“四嬸!”
沈婉姝大步上前,扒開兩個門房,看著木箱內安靜躺著的女子,不敢置信,“四嬸兒,這、這是怎么回事?我四嬸兒怎么會死?她的尸體怎么會送到這里來?”
沈啟睿面色冷凝,“送木箱子的人呢?”
“走了。”兩個門房對視一眼,答道。
“你們可看清那人長相了?”兩人同時搖頭。
沈婉姝噗通一聲跪在地上,“四嬸兒,四嬸兒……二哥,四嬸兒死了,家里肯定出事了,我要回去看看,我要去看看爹娘,爺奶和弟弟妹妹們……”
蘇木槿閉了閉眼。
她最不想看到的事情還是發生了。
果然,前世藍氏根本不是失蹤,而是被幕后之人殺人滅口了!
她抿了抿唇,“已經晚了。”
沈啟睿與沈婉姝瞬間轉頭看向她,“槿姐兒,你這話什么意思?”
沈婉姝更是瘋狂的撲過來,“槿姐兒,你是不是知道什么?我爹娘是不是也出事了?爺奶呢?弟弟妹妹們呢?大哥呢?四叔呢?你說話,你說話啊……”
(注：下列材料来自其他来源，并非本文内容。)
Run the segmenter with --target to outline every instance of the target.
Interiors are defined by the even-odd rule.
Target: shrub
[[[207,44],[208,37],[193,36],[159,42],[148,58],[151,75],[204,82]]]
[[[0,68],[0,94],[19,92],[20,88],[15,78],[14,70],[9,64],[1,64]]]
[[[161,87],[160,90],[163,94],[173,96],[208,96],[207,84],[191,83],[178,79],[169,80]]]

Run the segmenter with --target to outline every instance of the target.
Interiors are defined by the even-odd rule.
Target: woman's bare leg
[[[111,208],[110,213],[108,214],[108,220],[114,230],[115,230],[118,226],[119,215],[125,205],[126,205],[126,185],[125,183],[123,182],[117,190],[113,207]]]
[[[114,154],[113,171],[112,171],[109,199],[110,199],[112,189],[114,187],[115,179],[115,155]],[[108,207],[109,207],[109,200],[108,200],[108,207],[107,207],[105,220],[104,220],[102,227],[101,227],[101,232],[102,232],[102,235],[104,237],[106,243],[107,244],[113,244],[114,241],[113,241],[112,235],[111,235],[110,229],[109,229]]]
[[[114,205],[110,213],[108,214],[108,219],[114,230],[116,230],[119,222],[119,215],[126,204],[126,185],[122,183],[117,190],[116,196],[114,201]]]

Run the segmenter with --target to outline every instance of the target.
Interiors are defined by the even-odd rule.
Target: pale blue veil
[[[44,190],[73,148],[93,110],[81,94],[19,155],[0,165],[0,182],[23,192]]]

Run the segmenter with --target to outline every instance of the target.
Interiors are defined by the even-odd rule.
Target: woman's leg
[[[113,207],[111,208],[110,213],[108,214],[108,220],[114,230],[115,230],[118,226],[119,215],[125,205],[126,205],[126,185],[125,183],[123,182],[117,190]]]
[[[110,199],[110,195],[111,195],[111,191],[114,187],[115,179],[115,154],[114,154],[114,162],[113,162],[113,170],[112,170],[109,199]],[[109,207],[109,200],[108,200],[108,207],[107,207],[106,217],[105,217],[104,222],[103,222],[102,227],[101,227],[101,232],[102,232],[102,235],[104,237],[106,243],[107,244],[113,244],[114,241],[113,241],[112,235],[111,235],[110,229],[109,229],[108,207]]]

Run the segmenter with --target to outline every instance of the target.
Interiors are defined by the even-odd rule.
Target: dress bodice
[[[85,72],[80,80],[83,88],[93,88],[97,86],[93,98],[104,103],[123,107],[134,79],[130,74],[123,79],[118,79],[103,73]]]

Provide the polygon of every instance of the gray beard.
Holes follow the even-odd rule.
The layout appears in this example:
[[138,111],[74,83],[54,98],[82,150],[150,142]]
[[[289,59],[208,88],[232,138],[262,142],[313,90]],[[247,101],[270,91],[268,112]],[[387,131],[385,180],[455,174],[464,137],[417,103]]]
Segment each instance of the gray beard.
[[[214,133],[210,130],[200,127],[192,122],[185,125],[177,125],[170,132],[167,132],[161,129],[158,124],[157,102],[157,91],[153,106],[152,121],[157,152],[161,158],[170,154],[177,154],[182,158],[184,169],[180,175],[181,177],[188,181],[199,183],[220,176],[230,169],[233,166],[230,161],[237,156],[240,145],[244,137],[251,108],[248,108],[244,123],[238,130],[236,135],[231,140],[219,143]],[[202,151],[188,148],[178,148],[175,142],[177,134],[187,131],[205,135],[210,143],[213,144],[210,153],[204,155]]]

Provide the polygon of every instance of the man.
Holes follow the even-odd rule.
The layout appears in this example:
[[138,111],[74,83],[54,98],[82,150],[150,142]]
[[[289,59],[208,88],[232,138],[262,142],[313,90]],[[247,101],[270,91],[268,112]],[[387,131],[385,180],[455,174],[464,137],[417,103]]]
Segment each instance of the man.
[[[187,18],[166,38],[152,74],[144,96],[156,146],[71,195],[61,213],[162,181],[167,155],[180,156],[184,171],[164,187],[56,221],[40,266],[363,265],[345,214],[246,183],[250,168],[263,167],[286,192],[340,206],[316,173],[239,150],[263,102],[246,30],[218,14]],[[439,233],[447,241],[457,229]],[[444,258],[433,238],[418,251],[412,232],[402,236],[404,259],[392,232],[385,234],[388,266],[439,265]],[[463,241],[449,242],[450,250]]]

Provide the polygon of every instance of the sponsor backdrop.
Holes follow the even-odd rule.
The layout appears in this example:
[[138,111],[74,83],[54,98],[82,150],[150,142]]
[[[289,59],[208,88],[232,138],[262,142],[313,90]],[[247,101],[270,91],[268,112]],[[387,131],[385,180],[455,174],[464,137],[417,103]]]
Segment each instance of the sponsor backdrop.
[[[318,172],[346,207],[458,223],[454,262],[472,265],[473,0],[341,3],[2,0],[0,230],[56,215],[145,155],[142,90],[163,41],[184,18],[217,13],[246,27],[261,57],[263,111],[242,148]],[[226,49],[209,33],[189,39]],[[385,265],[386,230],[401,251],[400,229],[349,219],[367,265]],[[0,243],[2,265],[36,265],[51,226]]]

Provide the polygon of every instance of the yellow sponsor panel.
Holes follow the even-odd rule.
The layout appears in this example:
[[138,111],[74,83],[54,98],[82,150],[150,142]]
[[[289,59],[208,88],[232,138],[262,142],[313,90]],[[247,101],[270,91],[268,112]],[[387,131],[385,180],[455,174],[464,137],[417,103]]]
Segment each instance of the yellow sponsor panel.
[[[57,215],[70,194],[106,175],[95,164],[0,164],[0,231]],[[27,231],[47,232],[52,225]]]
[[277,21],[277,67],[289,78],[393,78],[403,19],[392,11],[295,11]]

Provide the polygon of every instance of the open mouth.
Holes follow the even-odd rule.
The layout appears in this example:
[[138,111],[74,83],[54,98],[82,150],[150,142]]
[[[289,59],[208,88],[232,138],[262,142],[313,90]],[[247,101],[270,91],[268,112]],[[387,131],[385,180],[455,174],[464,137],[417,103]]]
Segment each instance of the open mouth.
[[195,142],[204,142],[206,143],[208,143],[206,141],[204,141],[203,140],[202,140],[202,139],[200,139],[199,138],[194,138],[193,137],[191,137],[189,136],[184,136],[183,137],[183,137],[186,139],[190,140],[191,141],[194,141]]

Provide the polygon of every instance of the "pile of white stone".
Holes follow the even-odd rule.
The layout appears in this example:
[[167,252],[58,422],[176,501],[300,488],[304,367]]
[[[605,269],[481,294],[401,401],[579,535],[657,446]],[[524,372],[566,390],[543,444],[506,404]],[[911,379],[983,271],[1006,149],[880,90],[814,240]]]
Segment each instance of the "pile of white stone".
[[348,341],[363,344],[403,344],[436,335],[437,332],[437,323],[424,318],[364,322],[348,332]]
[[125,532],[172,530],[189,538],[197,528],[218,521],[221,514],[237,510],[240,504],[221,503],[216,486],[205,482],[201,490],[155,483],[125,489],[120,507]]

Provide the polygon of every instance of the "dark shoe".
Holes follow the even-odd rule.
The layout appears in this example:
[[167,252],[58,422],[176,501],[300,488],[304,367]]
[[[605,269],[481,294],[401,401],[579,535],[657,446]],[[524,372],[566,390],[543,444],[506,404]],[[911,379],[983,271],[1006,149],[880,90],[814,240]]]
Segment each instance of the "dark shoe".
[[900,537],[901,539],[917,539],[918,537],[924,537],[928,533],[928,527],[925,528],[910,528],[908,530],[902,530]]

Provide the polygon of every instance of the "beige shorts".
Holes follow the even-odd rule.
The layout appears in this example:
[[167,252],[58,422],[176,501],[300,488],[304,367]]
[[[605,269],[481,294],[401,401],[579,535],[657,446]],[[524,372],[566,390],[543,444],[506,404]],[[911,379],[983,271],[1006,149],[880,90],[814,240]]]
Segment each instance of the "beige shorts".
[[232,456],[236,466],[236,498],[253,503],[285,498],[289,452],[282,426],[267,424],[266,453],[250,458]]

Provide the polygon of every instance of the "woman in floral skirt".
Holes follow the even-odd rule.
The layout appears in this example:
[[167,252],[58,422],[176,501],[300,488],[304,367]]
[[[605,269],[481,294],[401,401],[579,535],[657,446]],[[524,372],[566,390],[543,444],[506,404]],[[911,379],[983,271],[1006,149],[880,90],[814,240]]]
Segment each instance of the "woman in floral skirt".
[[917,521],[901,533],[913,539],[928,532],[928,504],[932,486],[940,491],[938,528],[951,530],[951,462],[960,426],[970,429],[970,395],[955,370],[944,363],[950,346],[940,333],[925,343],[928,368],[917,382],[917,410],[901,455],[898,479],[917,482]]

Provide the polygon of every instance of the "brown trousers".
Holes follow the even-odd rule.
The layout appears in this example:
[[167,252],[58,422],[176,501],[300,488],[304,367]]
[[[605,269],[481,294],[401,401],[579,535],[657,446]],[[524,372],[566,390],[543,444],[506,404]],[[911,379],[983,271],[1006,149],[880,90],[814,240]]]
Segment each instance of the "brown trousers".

“表姐……”蘇木槿試圖安撫沈婉姝,她卻在看到藍氏的尸體時,已陷入了魔怔。
沈啟睿抬起手,一刀坎在沈婉姝后脖頸處,蘇木槿接住沈婉姝,扶她坐在太師椅上。
“槿姐兒,你剛才那句晚了是什么意思?我想我有權知道。”沈啟睿緊握雙手,神情緊繃,直直的看著蘇木槿。
蘇木槿點頭,“我本意也沒想瞞著表哥和表姐,只是……姥爺一家被人下了百日醉的毒,若百日之內不能服下解藥,人會在睡夢中死去。”
“那四嬸兒是怎么回事?”沈啟睿皺眉疑惑道。
蘇木槿嘆了口氣,“這正是我瞞著表哥表姐不說的原因,一家人都中了毒,四舅母與三個表弟妹卻意外失蹤。那個院子方圓幾里我都找人盯著,沒有可疑人物出入,唯一的嫌疑就是四舅母。”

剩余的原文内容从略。